The charity, which works with churches to help immigrants and refugee settle, has expressed concern about the proposed RAISE Act, which uses a point system to grant US green cards.
Applicants would have to get at least 30 points, as judged by their highest educational qualification, age, ability at English, future salary, investments and achievements.
The new act would try to reduce the number of legal immigrants to the U.S. to 50,000 a year.
Tim Breene, CEO of World Relief said: "We're pro-security, pro-economy, pro-family.

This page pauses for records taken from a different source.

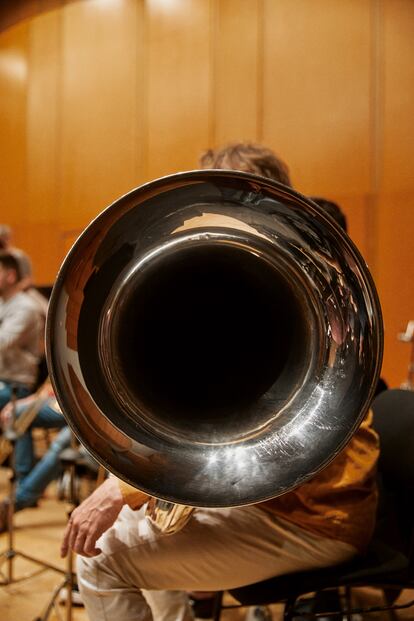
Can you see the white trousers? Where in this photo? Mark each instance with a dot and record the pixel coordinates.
(217, 549)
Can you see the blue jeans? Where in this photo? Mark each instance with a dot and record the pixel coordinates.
(30, 488)
(47, 418)
(6, 392)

This bill, however, significantly undermines the value that immigrants bring to the U.S. economy, hinders the reunification of families in the United States and limits the U.S. response to the global refugee crisis the largest humanitarian crisis of our time for years to come."
World Relief stated that if the RAISE Act is passed it would hinder the charity's work in helping those fleeing violence and persecution.

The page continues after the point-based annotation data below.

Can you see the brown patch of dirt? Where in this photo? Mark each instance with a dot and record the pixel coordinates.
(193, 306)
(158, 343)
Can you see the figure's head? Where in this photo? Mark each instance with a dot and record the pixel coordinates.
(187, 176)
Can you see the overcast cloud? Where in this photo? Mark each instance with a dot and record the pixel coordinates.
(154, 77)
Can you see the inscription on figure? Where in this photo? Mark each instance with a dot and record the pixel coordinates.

Nearly 70 per cent of the refugee resettlement work of World Relief is in reuniting families which has welcomed over 250,000 refugees since its inception.
Breene added that a U.S. immigration revamp is needed but not in the form of the RAISE Act.
He said: "We support bipartisan efforts to reform the broken immigration system that goes beyond border protection alone and addresses the current problems of our immigration system, by looking at root causes of immigration, developing workable solutions and providing dignified relief to the millions of immigrants who are contributing to our communities."
Scott Arbeiter, President of World Relief said: "When a nation of immigrants and refugees forsakes its past, it gives up its future. We cannot lose the heart of compassion that gave so many of our own grandparents hope and refuge."